A new UN report will send a clear message on the state of the climate crisis, thereby increasing the pressure on governments to convene the 26th meeting of the important Conference of the Parties in the fall.
The United Nations Intergovernmental Panel on Climate Change (IPCC) report is scheduled to be released at 9 am on Monday and is the first part of a review of current scientific knowledge about how the world is warming due to human activities.
This is the first such global assessment since 2013. At that time, scientists found that global warming was “unambiguous” and that the human impact on the climate is obvious. Most of the warming since the 1950s is likely to be attributed to humans. Activity.
Target
The information in the latest report is expected to be even stronger, warning that global temperatures may soon rise by 1.5 degrees Celsius from pre-industrial levels-due to the dangerous consequences for humans, countries have pledged to avoid violating this limit as much as possible.
The review uses more than 14,000 scientific papers to provide up-to-date knowledge on past and future potential warming, how humans can change the climate, and how the climate can increase extreme weather events and drive sea level rise.
A summary report was released after approval. The process involved scientists and 195 government representatives. The process was conducted online in the past two weeks.
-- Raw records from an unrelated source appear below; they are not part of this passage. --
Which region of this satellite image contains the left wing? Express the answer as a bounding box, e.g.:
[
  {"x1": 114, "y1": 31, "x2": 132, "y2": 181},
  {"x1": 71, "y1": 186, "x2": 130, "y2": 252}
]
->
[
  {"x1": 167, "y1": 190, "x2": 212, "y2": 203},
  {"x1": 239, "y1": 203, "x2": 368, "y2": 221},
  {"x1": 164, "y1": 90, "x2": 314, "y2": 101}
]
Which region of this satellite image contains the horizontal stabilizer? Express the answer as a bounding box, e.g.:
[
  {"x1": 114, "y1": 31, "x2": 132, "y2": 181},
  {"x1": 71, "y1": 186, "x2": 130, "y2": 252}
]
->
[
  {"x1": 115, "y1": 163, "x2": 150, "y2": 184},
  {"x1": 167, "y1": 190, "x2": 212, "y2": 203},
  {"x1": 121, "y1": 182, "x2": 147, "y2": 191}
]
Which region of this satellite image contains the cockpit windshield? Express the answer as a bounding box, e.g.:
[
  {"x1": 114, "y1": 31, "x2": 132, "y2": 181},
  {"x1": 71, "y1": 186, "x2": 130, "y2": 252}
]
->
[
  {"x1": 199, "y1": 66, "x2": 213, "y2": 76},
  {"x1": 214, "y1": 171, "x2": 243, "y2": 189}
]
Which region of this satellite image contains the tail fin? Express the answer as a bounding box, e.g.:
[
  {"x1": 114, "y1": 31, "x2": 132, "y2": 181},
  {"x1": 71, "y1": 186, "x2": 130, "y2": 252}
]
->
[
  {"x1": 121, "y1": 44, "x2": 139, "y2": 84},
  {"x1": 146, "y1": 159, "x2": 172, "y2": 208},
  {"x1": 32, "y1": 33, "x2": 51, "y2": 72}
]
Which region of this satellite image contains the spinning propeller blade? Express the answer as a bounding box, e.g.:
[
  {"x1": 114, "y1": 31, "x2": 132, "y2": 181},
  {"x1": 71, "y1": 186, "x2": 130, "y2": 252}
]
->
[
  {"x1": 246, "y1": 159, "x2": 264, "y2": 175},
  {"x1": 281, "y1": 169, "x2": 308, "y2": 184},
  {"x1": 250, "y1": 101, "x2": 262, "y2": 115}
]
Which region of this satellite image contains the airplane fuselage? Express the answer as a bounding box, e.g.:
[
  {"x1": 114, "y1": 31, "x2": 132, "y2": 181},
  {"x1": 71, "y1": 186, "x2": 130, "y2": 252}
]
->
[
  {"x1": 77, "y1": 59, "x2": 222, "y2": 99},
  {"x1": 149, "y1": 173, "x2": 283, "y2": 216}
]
This means that governments have signed the results of the survey-they will face pressure to take more action in the global climate negotiations called Cop26 in Glasgow in November.
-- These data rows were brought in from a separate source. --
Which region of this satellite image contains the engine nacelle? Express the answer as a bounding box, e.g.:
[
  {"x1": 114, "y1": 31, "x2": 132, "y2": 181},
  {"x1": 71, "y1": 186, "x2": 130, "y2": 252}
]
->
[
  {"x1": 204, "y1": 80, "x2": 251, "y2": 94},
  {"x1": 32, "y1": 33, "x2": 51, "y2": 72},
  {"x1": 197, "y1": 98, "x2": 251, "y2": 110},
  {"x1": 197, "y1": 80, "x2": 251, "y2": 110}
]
Professor Piers Forster from the University of Leeds was one of the scientists involved in the process. He said: “This report will be able to explain more about the extreme situations we are experiencing today, and it will be able to clearly show that our emissions of greenhouse gases are causing them. , And they will get worse.”
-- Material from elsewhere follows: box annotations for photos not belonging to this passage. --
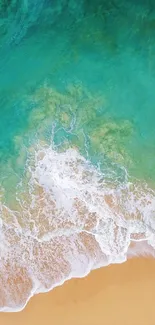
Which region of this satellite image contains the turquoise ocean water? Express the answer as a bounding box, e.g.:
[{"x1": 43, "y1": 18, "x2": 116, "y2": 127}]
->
[{"x1": 0, "y1": 0, "x2": 155, "y2": 311}]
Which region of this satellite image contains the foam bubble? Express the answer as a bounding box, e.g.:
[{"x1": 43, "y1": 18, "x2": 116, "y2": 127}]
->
[{"x1": 0, "y1": 144, "x2": 155, "y2": 311}]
He told LBC Radio: “The report will bring a lot of bad news about where we are and where we are going, but there will be some optimism there, which I think is very beneficial for climate change negotiations.
“The first one is that if we can really work together to reduce greenhouse gas emissions and achieve the net zero goal that everyone is talking about within the next 10 years, then we are likely to try and keep the temperature at a long-term 1.5 degrees or less.”
Emissions
The report released on Monday is the first part of the sixth global climate science assessment since the establishment of the IPCC in 1988.
It focuses on the physical sciences of climate change, and more of the reviews will be published in 2022, including solutions to impact and adapt to climate change and crises.
The report comes as global temperatures have climbed to 1.2 degrees Celsius above pre-industrial levels, and increasingly extreme weather — from record heat waves and wildfires to downpours and devastating floods — has hit countries around the world.